A quest to find a speech therapy program to help Antoinette Laughlin’s child learn to speak has brought the family to a Seattle, Wash. clinical program – one where costs are not covered by Alberta Health Services. The Stettler Elks stepped in to help shoulder the costs.
Every step of Laughlin’s child’s development, from the first kick in the womb until the first step, was met with excitement. That is, until her beautiful child didn’t speak.
The delayed speech eventually led Laughlin and her family to work with a therapist, undergoing “intensive and extensive” speech therapy. Despite that, Laughlin’s smart and growing child still had trouble communicating and speaking. Now a teenager, the younger Laughlin is shy but happy, she said.
A program in Seattle, Wash., offers hope for the family and they’ll be leaving for the first session later this month. The cost of the treatment is about $5,000, but that doesn’t include the costs associated with the treatment – multiple trips to Seattle, lodging, time off work, travel documents and so forth, none of which is covered by Alberta Health Services. Nor is the treatment itself.
That’s where the Stettler Elks stepped in.
“We’re always willing to help families, especially in medical situations, when they can’t afford it themselves,” Clive Spechko, leading knight of the Stettler Elks, said.
Spechko and Phil Holton presented Laughlin with a cheque for $1,000, and has helped Laughlin apply to the national Elks organization for further assistance.
The female branch of the Elks, the Royal Purple, is also looking into ways it can help the family.
For Laughlin, it’s almost too much.
“The speech pathologist told us early on if it didn’t work, to approach the Elks for help,” Laughlin explained. “She said they did lots of work with speech and hearing.”
Laughlin made presentations to both the Elks and the Royal Purple branches in Stettler, but said it wasn’t easy to go before the two groups despite how welcoming, friendly, and comforting everyone has been.
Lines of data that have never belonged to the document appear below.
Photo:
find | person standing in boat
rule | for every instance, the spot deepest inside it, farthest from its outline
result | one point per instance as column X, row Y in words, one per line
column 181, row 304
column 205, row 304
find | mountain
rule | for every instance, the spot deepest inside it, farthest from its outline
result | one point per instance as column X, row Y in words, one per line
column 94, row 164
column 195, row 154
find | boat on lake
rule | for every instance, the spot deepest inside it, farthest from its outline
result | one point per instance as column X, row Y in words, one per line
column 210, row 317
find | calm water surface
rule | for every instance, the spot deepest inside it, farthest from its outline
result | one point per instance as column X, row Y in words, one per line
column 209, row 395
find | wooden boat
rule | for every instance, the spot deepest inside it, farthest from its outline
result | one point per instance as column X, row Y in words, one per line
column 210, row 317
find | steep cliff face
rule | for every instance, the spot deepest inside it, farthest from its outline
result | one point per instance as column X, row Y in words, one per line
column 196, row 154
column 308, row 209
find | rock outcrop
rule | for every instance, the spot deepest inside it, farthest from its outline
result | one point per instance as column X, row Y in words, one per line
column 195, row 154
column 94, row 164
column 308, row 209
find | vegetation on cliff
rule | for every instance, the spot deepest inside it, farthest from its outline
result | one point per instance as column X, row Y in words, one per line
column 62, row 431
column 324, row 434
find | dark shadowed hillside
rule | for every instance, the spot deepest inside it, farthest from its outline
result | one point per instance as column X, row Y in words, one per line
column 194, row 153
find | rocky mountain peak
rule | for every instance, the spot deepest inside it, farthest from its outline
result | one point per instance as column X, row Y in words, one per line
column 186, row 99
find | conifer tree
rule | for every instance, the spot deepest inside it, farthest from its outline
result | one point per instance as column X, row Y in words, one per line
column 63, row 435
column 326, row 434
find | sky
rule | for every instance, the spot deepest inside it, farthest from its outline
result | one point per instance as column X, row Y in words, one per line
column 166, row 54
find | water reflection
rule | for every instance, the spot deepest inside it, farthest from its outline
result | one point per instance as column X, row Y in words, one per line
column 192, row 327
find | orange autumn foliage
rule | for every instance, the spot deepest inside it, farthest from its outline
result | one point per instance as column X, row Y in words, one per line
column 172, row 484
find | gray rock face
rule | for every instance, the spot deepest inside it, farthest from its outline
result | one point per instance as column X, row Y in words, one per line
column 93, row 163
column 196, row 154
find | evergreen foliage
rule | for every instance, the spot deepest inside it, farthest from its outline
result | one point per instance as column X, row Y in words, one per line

“It’s asking for more when I already have so much,” Laughlin explained, tearing up.
“I am humbled and overwhelmed with gratitude for the community in which we live,” she said. “And for the dedicated men of the Elks who spend their time volunteering, raising money to help in situations like these.”
The family has high hopes for the treatment in Seattle, trips they said they wouldn’t have to be making if the same sort of clinical option was available here in Alberta.